There's clearly an opportunity for leaders to tap into this technology to offload documentation and other burnout-inducing responsibilities that take clinicians away from direct patient care. But organizations must be principled and specific about how this technology will support their clinicians to deliver high-quality care and top-notch patient experiences.

Too often we hear leaders vaguely reference "giving clinicians back time" without outlining a plan for what clinicians will (or won't) do with that extra time. That oversight brings the risk of making clinicians more efficient at the expense of their overall well-being and experience.

Advisory Board recently published a case study highlighting UMHW's experience with DAX. Their approach included three steps that helped them successfully implement and scale DAX to reduce documentation burden and promote clinician well-being.
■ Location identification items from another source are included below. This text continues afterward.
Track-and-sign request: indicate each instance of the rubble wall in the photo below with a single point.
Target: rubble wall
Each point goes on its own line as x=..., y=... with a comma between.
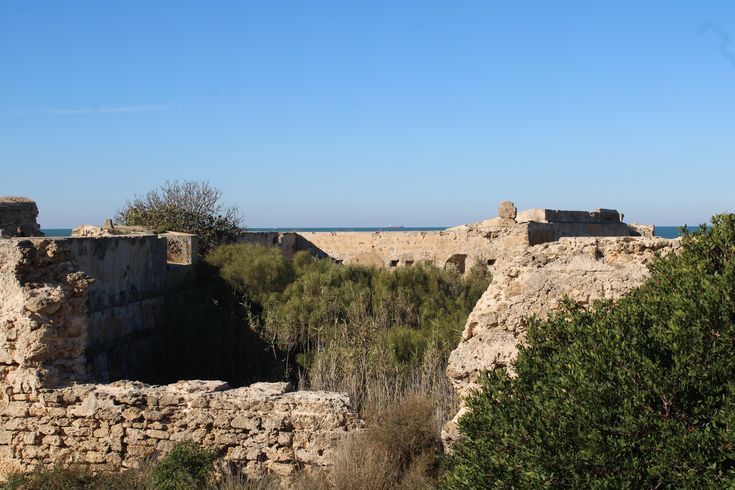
x=533, y=283
x=18, y=217
x=261, y=429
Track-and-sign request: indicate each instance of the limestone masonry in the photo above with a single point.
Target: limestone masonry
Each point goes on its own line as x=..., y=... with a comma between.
x=461, y=247
x=79, y=317
x=75, y=311
x=18, y=217
x=533, y=283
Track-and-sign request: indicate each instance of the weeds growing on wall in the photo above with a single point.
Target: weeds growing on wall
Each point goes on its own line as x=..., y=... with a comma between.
x=379, y=335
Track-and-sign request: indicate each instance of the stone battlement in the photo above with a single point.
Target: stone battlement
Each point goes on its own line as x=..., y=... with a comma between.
x=18, y=217
x=460, y=247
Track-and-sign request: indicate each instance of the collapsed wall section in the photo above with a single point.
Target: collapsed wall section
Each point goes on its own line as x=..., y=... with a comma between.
x=261, y=429
x=126, y=303
x=48, y=307
x=18, y=217
x=532, y=284
x=43, y=322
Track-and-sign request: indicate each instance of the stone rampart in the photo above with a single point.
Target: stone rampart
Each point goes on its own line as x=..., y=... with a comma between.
x=462, y=247
x=261, y=429
x=533, y=283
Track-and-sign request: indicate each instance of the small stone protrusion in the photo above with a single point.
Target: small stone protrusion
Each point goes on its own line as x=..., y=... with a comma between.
x=507, y=210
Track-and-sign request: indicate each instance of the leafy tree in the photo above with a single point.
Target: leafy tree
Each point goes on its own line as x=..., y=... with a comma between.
x=187, y=206
x=637, y=394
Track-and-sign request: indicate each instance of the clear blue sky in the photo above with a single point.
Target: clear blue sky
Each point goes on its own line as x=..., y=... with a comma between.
x=341, y=114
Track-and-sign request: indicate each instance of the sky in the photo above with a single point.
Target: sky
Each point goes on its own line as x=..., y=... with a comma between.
x=341, y=113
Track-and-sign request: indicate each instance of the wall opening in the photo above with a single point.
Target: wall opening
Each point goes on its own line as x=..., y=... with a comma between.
x=456, y=262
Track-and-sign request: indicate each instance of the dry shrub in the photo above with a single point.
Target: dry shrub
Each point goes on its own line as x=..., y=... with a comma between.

1. Connect to the organization's mission of clinician well-being

Clinician well-being is a priority at UMHW. That mindset helped drive clinician adoption because they recognized that DAX was a solution meant to work for them. UMHW leaders were very clear that DAX's primary purpose was not to increase the number of patient visits or increase clinicians' workload.

Instead, leaders were firm that the primary purpose of introducing DAX was to make clinicians' lives easier. Leaders found that this mindset not only improved well-being, but naturally resulted in increased productivity and financial returns for the organization.

2. Start with clinicians who could readily benefit from DAX

Rather than starting with widespread implementation, UMHW launched DAX with a group of clinicians who were most open to the tool. They started with primary care clinicians because they've seen an increase in complex, less "templated" visits. Because these visits aren't easily documented in standard EHR templates, DAX helped simplify the documentation process by creating a structed note on its own, eliminating the need for a template.

UMHW also tapped into its culture of innovation. As they scaled DAX across their organization, they used a top-down approach where clinician leaders modeled how to be comfortable embracing change and approaching new technology. As a result, many of UMHW's primary care clinicians were willing to start using DAX because they self-identify as "technologists" and "early adopters."

3. Support clinicians through the change curve

Most importantly, UMHW took change management very seriously. Change is hard, even among the most innovative organizations. To help with adoption, UMHW enlisted provider champions to frequently check in with clinicians and aid them through the adoption process. They also shared key performance indicators from their initial DAX cohort to help clinicians see the benefits of DAX. 

With this careful change management, clinicians who used DAX consistently started to see improvements in their workflow, including decreased cognitive load, improved patient care, and stronger patient relationships.